Ryanair Holdings Plc slashed its winter schedule, while denouncing new coronavirus-related travel restrictions as “draconian” and calling for faster vaccine rollouts in the UK and its home country of Ireland.
Europe’s biggest discount airline said it will offer few flights from January 21 until the travel curbs are lifted. The cutbacks go beyond ones made earlier in the week by rivals EasyJet Plc, British Airways and TUI AG. Dublin-based Ryanair said on its website that passenger numbers will fall below 1.25 million in January, then drop to as few as 500,000 for February and March.

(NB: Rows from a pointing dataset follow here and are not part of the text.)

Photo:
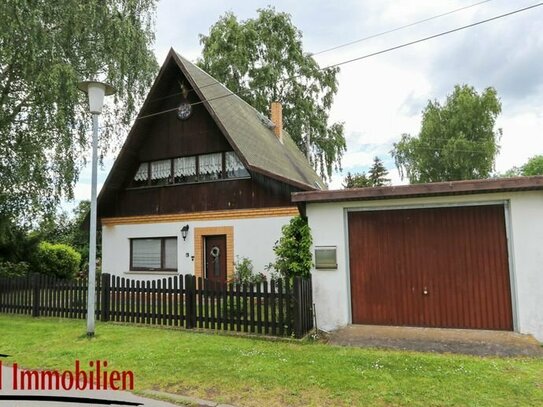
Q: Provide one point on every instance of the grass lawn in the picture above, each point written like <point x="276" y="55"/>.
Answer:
<point x="254" y="372"/>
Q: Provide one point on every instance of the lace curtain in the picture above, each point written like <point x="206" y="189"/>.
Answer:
<point x="233" y="163"/>
<point x="160" y="169"/>
<point x="210" y="163"/>
<point x="184" y="166"/>
<point x="142" y="174"/>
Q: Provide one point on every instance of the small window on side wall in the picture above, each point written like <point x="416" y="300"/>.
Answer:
<point x="153" y="254"/>
<point x="326" y="257"/>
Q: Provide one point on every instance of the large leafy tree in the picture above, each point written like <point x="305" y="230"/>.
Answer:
<point x="356" y="180"/>
<point x="457" y="139"/>
<point x="378" y="173"/>
<point x="46" y="47"/>
<point x="376" y="177"/>
<point x="263" y="60"/>
<point x="534" y="166"/>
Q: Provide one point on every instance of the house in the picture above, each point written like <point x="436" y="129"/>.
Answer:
<point x="464" y="254"/>
<point x="201" y="179"/>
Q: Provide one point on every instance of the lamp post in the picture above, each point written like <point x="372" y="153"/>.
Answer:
<point x="96" y="92"/>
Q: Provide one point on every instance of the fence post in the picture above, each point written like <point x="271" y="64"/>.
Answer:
<point x="104" y="293"/>
<point x="190" y="300"/>
<point x="35" y="295"/>
<point x="297" y="307"/>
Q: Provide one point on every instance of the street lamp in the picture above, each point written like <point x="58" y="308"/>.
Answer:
<point x="96" y="92"/>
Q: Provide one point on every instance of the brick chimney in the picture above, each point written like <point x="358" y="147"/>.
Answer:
<point x="277" y="119"/>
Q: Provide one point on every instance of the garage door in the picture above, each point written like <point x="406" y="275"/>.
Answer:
<point x="432" y="267"/>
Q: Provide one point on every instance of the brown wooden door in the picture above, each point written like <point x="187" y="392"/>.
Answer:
<point x="433" y="267"/>
<point x="215" y="258"/>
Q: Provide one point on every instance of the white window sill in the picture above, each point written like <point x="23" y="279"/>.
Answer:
<point x="154" y="273"/>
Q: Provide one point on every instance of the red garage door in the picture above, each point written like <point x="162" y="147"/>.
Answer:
<point x="433" y="267"/>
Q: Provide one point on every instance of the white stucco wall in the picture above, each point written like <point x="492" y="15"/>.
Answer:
<point x="331" y="288"/>
<point x="253" y="238"/>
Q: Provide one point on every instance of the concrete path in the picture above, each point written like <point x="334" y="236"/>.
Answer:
<point x="463" y="341"/>
<point x="121" y="396"/>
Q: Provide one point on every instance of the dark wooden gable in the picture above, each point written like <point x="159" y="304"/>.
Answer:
<point x="168" y="136"/>
<point x="164" y="136"/>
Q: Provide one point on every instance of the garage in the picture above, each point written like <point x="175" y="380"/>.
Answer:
<point x="433" y="267"/>
<point x="460" y="254"/>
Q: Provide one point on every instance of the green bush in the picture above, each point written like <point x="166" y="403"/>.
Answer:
<point x="244" y="272"/>
<point x="59" y="260"/>
<point x="293" y="250"/>
<point x="10" y="269"/>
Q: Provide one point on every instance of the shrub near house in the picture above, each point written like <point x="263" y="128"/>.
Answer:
<point x="57" y="260"/>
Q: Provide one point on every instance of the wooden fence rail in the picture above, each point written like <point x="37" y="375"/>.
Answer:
<point x="278" y="308"/>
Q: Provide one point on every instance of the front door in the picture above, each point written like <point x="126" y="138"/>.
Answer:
<point x="215" y="258"/>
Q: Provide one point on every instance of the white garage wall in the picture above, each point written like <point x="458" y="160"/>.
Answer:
<point x="253" y="238"/>
<point x="331" y="289"/>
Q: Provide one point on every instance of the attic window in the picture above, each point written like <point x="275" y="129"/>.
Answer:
<point x="142" y="175"/>
<point x="234" y="167"/>
<point x="161" y="172"/>
<point x="184" y="170"/>
<point x="210" y="166"/>
<point x="192" y="169"/>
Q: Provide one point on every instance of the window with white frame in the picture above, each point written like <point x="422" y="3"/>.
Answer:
<point x="210" y="166"/>
<point x="161" y="172"/>
<point x="182" y="170"/>
<point x="233" y="166"/>
<point x="153" y="254"/>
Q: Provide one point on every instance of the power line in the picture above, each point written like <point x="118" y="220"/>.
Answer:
<point x="369" y="37"/>
<point x="394" y="48"/>
<point x="359" y="40"/>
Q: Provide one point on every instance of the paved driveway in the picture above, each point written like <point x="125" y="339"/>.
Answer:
<point x="463" y="341"/>
<point x="115" y="397"/>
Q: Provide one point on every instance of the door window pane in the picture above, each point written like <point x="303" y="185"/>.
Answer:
<point x="170" y="253"/>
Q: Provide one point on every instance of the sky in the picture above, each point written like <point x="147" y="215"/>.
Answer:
<point x="382" y="97"/>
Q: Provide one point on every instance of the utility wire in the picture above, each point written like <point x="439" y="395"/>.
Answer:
<point x="406" y="44"/>
<point x="359" y="40"/>
<point x="369" y="37"/>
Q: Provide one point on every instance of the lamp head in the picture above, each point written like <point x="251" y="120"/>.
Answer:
<point x="96" y="92"/>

Levels that low would be reminiscent of last April and May, when air travel came to a
near-standstill as Covid-19 first
swept Europe.
They’d also bring Ryanair right up to the early April Easter break that usually marks an upswing in demand as the weather warms. Airlines are counting
on a rebound in traffic after missing out on the summer season last year.
“Winter is always loss-making,” said Stephen Furlong, an airline analyst at Davy Stockbrokers in Dublin. “What is crucial for Ryanair, and indeed the industry, is that bookings for the summer start coming in.”
Ryanair’s move will pull down traffic for the fiscal year ending in March, though the cutbacks won’t hurt profit because many of the trips would have lost money. The annual passenger tally is now seen at between
26 million and 30 million, versus the earlier outlook for “below
35 million,” it said.
The company called Ireland’s lockdowns “inexplicable and ineffective,” given that even after Brexit there is still an open border between the Irish Republic and Northern Ireland, which is part of the UK.
The fast-spreading virus strain that’s driven up UK case counts has dashed airline-industry hopes of impending relief from 2020’s unrelenting downturn. Prime Minister Boris Johnson announced restrictions that will keep most people at home until mid-February, when vaccines
are able to stem the worst infection rates since the start of the outbreak.
Europe is also braced for further virus disruption. Germany is in lockdown until the end of the month, as statistics from air traffic authority DFS show that air traffic last year fell to the lowest level since the fall of the Berlin Wall in 1989.